Umowa z Moskwy przewidywała złagodzenie sytemu. Część opozycji mogła działać legalnie, powstała niezależna prasa, ogłoszono amnestię dla członków podziemia, osłabł terror ze strony UB. Ludzie reagowali na powrót Mikołajczyka z entuzjazmem. Do jego partii zgłosiły się tysiące, działacze ludowi opuszczali "lubelskie" SL. Ponieważ jednak nie chciało ono podporządkować się Mikołajczykowi, ten zarejestrował swoją partię pod nazwą Polskie Stronnictwo Ludowe. Na prezesa wybrano ciężko chorego Wincentego Witosa, przewodniczącym został Mikołajczyk. SP nie pozwolono odrodzić się pod przywództwem dawnych liderów. Komuniści starali się narzucić SP władze złożone z agentów. Jesienią 1946 Karol Popiel, przywódca partii, ogłosił zawieszenie działalności SP i wyjechał z kraju, w którym pozostała jedynie fałszywa partia. Zupełnie natomiast uniemożliwiono odrodzenie się Stronnictwa Narodowego. Jego działaczy, jak również członków Zrzeszenia "Wolność i Niezawisłość", ścigał UB. Tak więc jedyną legalna opozycją pozostało PSL.

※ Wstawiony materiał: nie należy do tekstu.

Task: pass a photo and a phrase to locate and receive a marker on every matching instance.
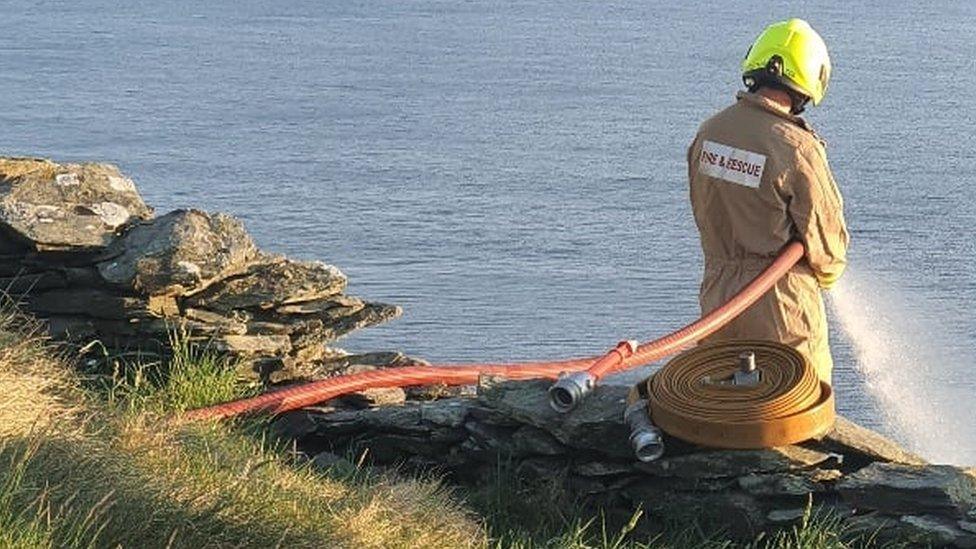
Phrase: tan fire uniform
(759, 178)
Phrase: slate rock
(88, 302)
(253, 344)
(597, 424)
(911, 489)
(178, 253)
(789, 484)
(734, 463)
(911, 530)
(861, 446)
(276, 281)
(53, 206)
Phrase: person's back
(759, 179)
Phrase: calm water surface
(512, 174)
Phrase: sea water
(513, 173)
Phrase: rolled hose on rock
(697, 396)
(625, 355)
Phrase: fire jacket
(758, 179)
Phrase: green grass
(102, 460)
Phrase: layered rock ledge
(868, 480)
(81, 250)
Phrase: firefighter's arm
(817, 210)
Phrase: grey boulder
(51, 206)
(179, 253)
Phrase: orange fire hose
(624, 356)
(694, 398)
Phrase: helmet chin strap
(772, 77)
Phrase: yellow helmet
(792, 54)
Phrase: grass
(99, 460)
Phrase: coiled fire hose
(565, 394)
(738, 394)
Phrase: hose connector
(646, 439)
(569, 390)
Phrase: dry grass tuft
(80, 471)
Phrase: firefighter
(759, 178)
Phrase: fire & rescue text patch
(731, 164)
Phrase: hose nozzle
(645, 438)
(569, 390)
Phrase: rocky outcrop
(82, 251)
(869, 481)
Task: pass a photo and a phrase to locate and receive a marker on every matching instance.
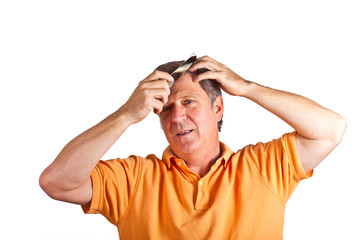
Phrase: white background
(66, 65)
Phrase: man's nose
(178, 114)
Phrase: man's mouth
(184, 132)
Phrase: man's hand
(230, 82)
(150, 95)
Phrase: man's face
(188, 119)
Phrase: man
(200, 189)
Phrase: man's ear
(218, 107)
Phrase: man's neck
(201, 162)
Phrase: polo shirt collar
(169, 156)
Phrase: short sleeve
(278, 165)
(113, 183)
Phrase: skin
(190, 121)
(186, 107)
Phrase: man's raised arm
(319, 130)
(67, 178)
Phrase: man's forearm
(74, 164)
(307, 117)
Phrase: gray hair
(210, 86)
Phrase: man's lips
(181, 133)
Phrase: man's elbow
(48, 185)
(338, 130)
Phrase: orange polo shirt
(243, 196)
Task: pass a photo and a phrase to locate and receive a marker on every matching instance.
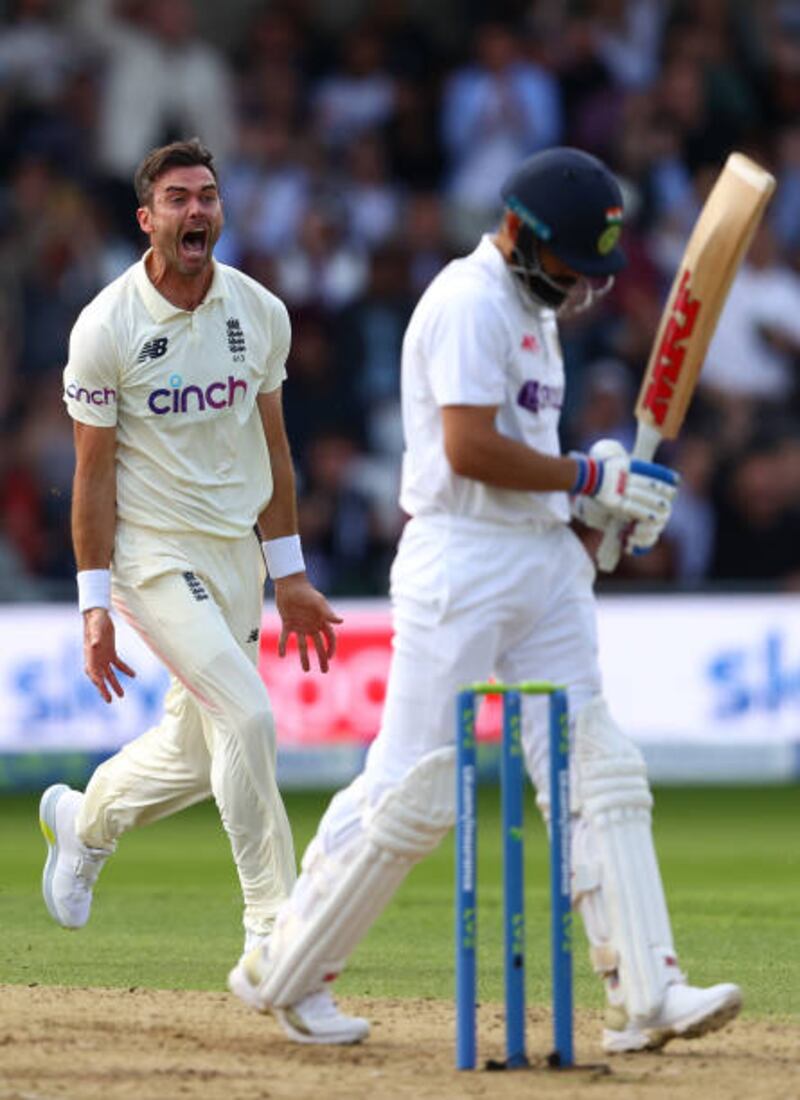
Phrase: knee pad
(617, 884)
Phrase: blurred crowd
(355, 160)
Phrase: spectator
(161, 83)
(324, 268)
(756, 348)
(371, 199)
(495, 111)
(758, 525)
(357, 97)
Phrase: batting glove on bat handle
(613, 539)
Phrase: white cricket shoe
(687, 1012)
(314, 1019)
(72, 868)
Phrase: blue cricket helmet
(571, 202)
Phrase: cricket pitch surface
(111, 1044)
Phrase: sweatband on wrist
(283, 556)
(94, 589)
(589, 477)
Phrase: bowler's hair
(179, 154)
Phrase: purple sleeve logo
(536, 396)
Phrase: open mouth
(194, 242)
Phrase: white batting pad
(617, 883)
(346, 891)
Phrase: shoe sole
(693, 1029)
(46, 823)
(298, 1034)
(727, 1011)
(245, 991)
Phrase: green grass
(167, 910)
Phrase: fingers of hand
(319, 645)
(122, 667)
(643, 537)
(329, 634)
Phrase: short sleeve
(468, 351)
(277, 352)
(91, 375)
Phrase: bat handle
(647, 440)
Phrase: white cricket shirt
(181, 387)
(472, 341)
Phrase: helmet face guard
(567, 295)
(569, 201)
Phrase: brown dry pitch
(110, 1044)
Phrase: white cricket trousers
(197, 603)
(471, 600)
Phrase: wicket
(512, 788)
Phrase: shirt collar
(159, 307)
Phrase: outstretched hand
(100, 656)
(305, 613)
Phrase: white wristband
(283, 556)
(94, 589)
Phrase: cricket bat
(718, 243)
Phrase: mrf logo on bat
(671, 351)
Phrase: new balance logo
(196, 586)
(153, 349)
(236, 339)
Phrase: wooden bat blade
(720, 239)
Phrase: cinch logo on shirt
(535, 396)
(179, 398)
(77, 393)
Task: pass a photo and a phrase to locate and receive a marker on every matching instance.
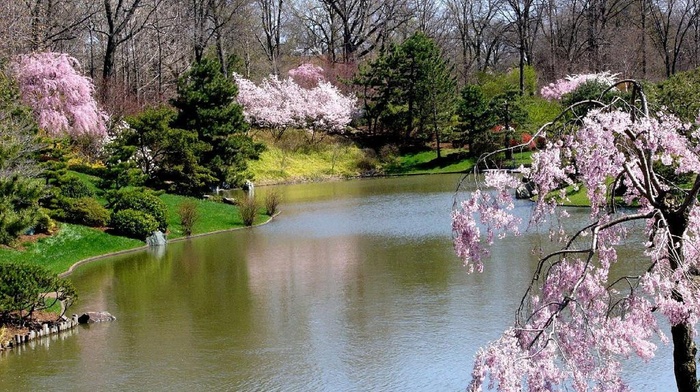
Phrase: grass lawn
(73, 243)
(426, 162)
(292, 159)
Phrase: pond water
(354, 287)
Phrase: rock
(525, 190)
(95, 317)
(156, 239)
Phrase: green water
(354, 287)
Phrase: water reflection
(353, 287)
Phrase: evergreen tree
(475, 121)
(411, 88)
(206, 105)
(20, 187)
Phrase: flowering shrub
(570, 83)
(307, 75)
(576, 320)
(280, 104)
(61, 99)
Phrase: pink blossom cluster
(576, 325)
(570, 83)
(281, 104)
(493, 209)
(61, 98)
(307, 75)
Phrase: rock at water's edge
(95, 317)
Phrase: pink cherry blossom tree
(577, 320)
(307, 75)
(61, 99)
(277, 105)
(556, 90)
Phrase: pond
(354, 287)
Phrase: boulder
(156, 239)
(95, 317)
(525, 190)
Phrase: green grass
(213, 216)
(73, 243)
(426, 162)
(452, 161)
(320, 162)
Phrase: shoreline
(88, 260)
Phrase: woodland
(171, 96)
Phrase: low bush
(272, 201)
(25, 288)
(84, 211)
(133, 223)
(74, 187)
(44, 224)
(248, 209)
(189, 215)
(144, 201)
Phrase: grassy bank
(73, 243)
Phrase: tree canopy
(206, 105)
(578, 320)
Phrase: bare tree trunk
(684, 351)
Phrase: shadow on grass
(434, 164)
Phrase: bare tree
(671, 22)
(364, 25)
(53, 21)
(524, 16)
(271, 18)
(123, 19)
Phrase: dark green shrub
(248, 209)
(143, 201)
(679, 94)
(85, 211)
(74, 187)
(133, 223)
(272, 201)
(188, 216)
(26, 288)
(44, 224)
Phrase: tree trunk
(684, 351)
(684, 348)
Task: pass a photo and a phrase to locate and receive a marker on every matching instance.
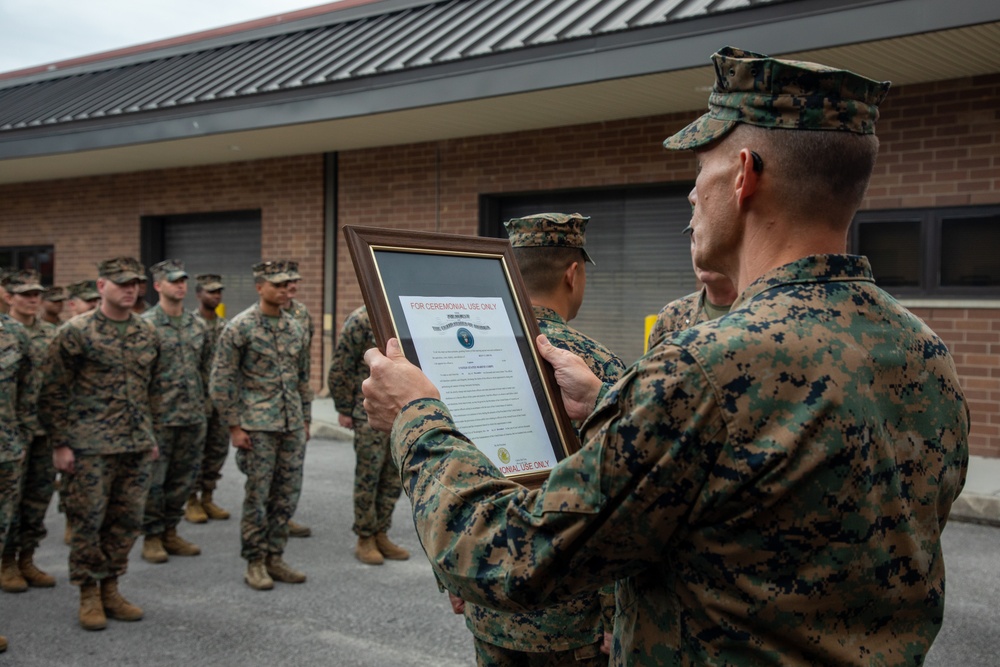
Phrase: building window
(932, 253)
(39, 258)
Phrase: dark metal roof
(344, 49)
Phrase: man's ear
(748, 178)
(571, 275)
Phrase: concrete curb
(977, 508)
(327, 431)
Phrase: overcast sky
(37, 32)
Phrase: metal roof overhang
(620, 75)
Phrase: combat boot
(282, 571)
(257, 576)
(298, 530)
(194, 512)
(153, 551)
(390, 550)
(31, 573)
(175, 545)
(116, 606)
(367, 552)
(213, 511)
(11, 580)
(91, 611)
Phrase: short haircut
(816, 172)
(543, 267)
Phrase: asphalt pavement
(199, 612)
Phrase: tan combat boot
(175, 545)
(153, 551)
(213, 511)
(11, 580)
(298, 530)
(282, 571)
(116, 606)
(31, 573)
(389, 549)
(367, 552)
(257, 576)
(91, 610)
(194, 512)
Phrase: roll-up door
(643, 259)
(223, 243)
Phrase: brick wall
(90, 219)
(940, 147)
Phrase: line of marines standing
(134, 414)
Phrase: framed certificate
(459, 309)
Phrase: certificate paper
(468, 350)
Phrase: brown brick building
(265, 140)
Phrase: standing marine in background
(208, 290)
(551, 255)
(376, 477)
(83, 297)
(97, 405)
(37, 483)
(260, 386)
(15, 404)
(53, 299)
(185, 363)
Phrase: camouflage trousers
(10, 472)
(491, 655)
(35, 489)
(376, 481)
(273, 466)
(216, 450)
(175, 473)
(105, 499)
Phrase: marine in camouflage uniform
(550, 250)
(15, 405)
(770, 486)
(376, 478)
(199, 510)
(185, 360)
(37, 483)
(260, 385)
(83, 297)
(97, 404)
(52, 304)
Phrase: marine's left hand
(392, 383)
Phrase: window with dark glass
(945, 252)
(39, 258)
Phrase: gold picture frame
(458, 306)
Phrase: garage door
(223, 243)
(643, 259)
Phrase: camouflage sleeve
(225, 379)
(205, 363)
(305, 391)
(654, 440)
(345, 366)
(155, 383)
(61, 365)
(27, 391)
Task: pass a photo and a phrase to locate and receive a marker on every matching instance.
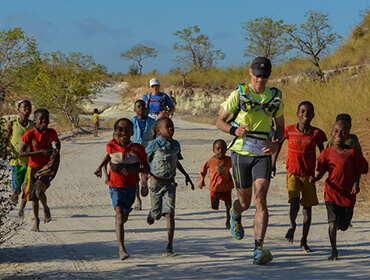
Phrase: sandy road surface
(80, 242)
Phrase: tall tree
(266, 38)
(313, 38)
(195, 50)
(66, 82)
(17, 52)
(138, 53)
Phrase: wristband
(232, 130)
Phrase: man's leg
(293, 212)
(307, 218)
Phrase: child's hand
(188, 180)
(98, 172)
(312, 180)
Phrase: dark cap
(261, 66)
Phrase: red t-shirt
(124, 157)
(301, 159)
(37, 141)
(342, 169)
(219, 174)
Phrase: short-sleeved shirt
(257, 120)
(220, 179)
(18, 131)
(37, 141)
(301, 160)
(342, 169)
(352, 141)
(163, 156)
(95, 117)
(155, 102)
(124, 157)
(143, 130)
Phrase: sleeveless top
(15, 140)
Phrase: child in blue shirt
(164, 154)
(143, 133)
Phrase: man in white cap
(158, 103)
(253, 107)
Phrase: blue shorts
(125, 195)
(19, 173)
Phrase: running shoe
(236, 227)
(262, 256)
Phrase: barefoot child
(16, 130)
(96, 122)
(143, 133)
(345, 166)
(127, 160)
(220, 181)
(164, 154)
(302, 141)
(39, 141)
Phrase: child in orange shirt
(220, 180)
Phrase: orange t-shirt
(220, 179)
(301, 160)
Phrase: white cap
(154, 82)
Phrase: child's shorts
(34, 184)
(163, 198)
(125, 195)
(340, 214)
(217, 196)
(19, 177)
(297, 185)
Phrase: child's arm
(356, 185)
(203, 174)
(314, 179)
(98, 171)
(274, 158)
(144, 168)
(187, 177)
(24, 153)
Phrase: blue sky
(105, 29)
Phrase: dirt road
(80, 241)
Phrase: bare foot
(169, 253)
(290, 235)
(36, 225)
(305, 248)
(123, 255)
(47, 215)
(333, 256)
(150, 219)
(227, 224)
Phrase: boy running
(301, 161)
(164, 154)
(127, 160)
(344, 166)
(16, 130)
(143, 133)
(220, 181)
(39, 142)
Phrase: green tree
(17, 53)
(313, 38)
(266, 38)
(65, 83)
(138, 53)
(195, 50)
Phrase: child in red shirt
(345, 166)
(39, 141)
(301, 161)
(220, 180)
(127, 160)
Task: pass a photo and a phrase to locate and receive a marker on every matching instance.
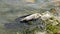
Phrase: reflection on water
(10, 13)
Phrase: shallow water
(12, 9)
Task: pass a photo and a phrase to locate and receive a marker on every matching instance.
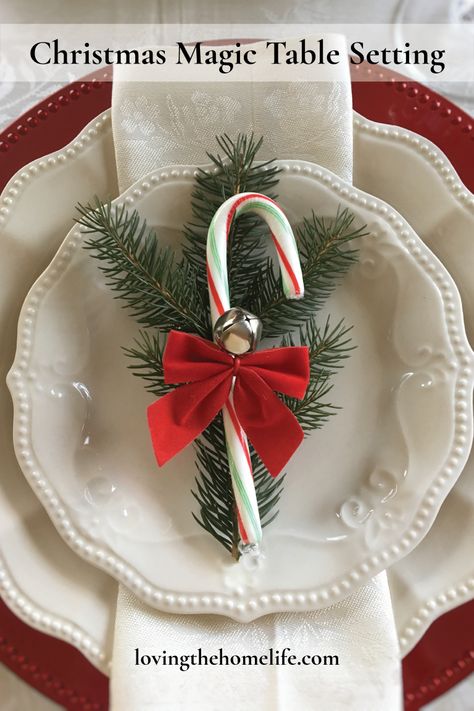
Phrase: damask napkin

Głównym zadanie TRJN, zgodnie z umową jałtańską, było przeprowadzenie wyborów. Komuniści długo z tym zwlekali, ciągle czując się zbyt słabymi. Nie liczyli na wygranie wyborów, zastanawiali się jedynie czy uda im się je sfałszować. Aby to sprawdzić wymyślono więc "referendum ludowe", które w istocie było jedynie próbą generalną przed wyborami. Były tam trzy pytania. Pierwsze pytanie dotyczyło zniesienia senatu, drugie zgody na reformy gospodarcze (reforma rolna i nacjonalizacja przemysłu), trzecie natomiast - zgody na przyłączenie Ziem Zachodnich do Polski. Odpowiedź twierdząca na pytaniedrugie była dla wielu Polaków oczywista, gdyż za przemianami społecznymi opowiadała się znakomita większość ugrupowań politycznych, natomiast zniesienie senatu było od dawna postulatem ruchu ludowego. Pułapka tkwiła w tym, że głosując "trzy razy tak" osoba popierała komunistów, z kolei odpowiedź "nie" na któreś z pytań stanowiło problem dla sympatyków opozycji. W tej sytuacji Mikołajczyk apelował, żeby głosować przecząco na pierwsze pytanie, tylko po to, aby odróżnić swoich sympatyków od komunistów. Referendum odbyło się w czerwcu 1946 roku, ale nigdy nie poznamy jego prawdziwych wyników, bowiem zostały one perfidnie sfałszowane. Wydaje się, że nieznaczna większość obywateli głosowała "Trzy razy nie", idąc za głosem nielegalnej opozycji, do wezwań Mikołajczyka zastosowała się jedna czwarta, i około tyle samo osób posłuchało komunistów. Oficjalnie ogłoszono, że 60% uprawnionych głosowało "trzy razy tak". Próba była dla komunistów udana, dała im pewność, że wybory uda się sfałszować bez najmniejszego kłopotu.
Do rywalizacji wyborczej stanęli : z jednej strony komuniści, wraz z partiami sojuszniczymi, z drugiej PSL. PPR, PPS, SL, SD tworzyły tzw. Blok Demokratyczny, kierowany przez działaczy pierwszej z partii. Osobno szło do wyborów SP, faktycznie także zależne od komunistów. Grupa zastraszonych przez UB działaczy PSL wystawiła osobną listę pod nazwą "Nowe Wyzwolenie". Opozycyjne PSL poddane zostało kampanii terroru, niektórych działaczy aresztowano, wielu zginęło z rąk "nieznanych sprawców", listy PSL w licznych okręgach unieważniono. Bardzo często tajność wyborów była fikcyjna. Mimo to nie obeszło się bez fałszerstw. W oficjalnych wynikach oznajmiono, że Blok Demokratyczny zdobył 80% głosów, PSL 10%, reszta przypadła innym ugrupowaniom. Było to jawne naigrawanie się z demokracji. PSL złożyło protesty wyborcze we wszystkich okręgach.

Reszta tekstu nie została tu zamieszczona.